The team kept returning and placing in the top three but could not crack the top spot until Goutell added a second car and some new drivers to the team. In 2015, champion race car driver Tommy Byrne joined the team after meeting Goutell at Squeak Kennedy’s 60th birthday party. They then won two years in a row.
“I started racing again because Carl asked me,” Byrne said. “I’m happy I did. That was the most fun I’d had racing in a long time.”
Ormond Beach resident Bobby Kennedy was 18 when he began racing with the team. At 29, he is the still the youngest but has 21 years of racing experience. His dad Squeak put him in a Bondelero race car at the age of 8 then switched him to quarter midgets shortly after. He is passing down the family's racing legacy to his 5-year-old son Cam who will be training to race quarter midgets for the first time this month.
“I like it because of the laid back atmosphere,” he said. “There's not as much stress but it is competitive. It's nice though because it's not a money game, so you don't have teams outspending you and that's why you're not doing well. It's more about the preparation and strategy and having good drivers that are similar and consistent.”
Goutell renamed his racing crew Team London after longtime friend and teammate Peter London died in a driver coaching accident at the Palm Beach International Raceway in 2019. The team honors him by racing the event every year.

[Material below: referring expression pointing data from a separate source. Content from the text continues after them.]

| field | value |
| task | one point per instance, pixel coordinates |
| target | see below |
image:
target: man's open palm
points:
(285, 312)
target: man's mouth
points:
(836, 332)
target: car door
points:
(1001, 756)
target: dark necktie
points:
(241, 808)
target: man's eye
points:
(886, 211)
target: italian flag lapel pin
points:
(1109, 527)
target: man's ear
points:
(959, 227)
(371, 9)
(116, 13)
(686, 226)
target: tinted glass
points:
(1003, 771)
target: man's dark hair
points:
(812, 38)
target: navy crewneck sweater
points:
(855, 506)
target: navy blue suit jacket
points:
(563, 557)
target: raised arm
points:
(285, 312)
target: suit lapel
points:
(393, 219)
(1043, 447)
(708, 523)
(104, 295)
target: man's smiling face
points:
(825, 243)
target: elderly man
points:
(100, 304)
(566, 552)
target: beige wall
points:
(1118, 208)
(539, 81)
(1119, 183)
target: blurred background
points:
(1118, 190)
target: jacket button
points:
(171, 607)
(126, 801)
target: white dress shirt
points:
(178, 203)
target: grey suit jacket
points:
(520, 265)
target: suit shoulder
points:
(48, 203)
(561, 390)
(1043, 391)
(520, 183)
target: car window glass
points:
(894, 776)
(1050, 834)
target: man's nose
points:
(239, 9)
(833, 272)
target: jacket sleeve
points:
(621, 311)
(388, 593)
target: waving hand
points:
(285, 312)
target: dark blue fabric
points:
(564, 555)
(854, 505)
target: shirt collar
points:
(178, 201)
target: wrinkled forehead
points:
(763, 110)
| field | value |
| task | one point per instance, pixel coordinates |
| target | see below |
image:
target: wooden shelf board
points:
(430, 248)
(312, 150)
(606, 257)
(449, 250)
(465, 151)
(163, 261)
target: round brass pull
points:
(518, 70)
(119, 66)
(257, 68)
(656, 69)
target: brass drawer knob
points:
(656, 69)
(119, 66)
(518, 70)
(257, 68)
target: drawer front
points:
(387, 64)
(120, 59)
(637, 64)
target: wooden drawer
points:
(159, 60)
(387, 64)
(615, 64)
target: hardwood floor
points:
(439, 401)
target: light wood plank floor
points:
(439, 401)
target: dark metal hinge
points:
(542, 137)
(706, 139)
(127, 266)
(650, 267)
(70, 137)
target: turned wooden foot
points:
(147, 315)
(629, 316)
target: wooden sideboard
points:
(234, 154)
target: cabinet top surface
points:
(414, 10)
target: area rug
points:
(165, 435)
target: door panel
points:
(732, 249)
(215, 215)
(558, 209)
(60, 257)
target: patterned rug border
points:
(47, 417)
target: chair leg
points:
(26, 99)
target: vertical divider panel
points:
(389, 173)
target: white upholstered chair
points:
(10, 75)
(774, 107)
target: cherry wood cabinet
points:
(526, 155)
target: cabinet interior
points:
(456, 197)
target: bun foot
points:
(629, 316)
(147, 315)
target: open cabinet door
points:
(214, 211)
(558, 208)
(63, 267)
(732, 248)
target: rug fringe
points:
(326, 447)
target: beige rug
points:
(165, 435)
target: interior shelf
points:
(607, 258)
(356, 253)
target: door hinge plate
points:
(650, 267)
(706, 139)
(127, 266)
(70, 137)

“In 2019, we lost Peter and I almost quit, but all of the other guys were counting on me to bring the cars so I kept coming back,” Goutell said. “The car prep is a lot of work and time and dollars. Every year I question myself, usually about a day or two before the race, and I'll vow to never do this again. Each year I forget my vow.”
This year, Byrne lost fourth gear during his last stint driving. Kennedy jumped in at their final pit stop, excited to finish off with some night racing. Team London was ahead by two laps when the gear box went out with less than an hour left of the race.
“How much longer?” Goutell asked. “We love Daytona. We love racing. We love our friends. We will see.”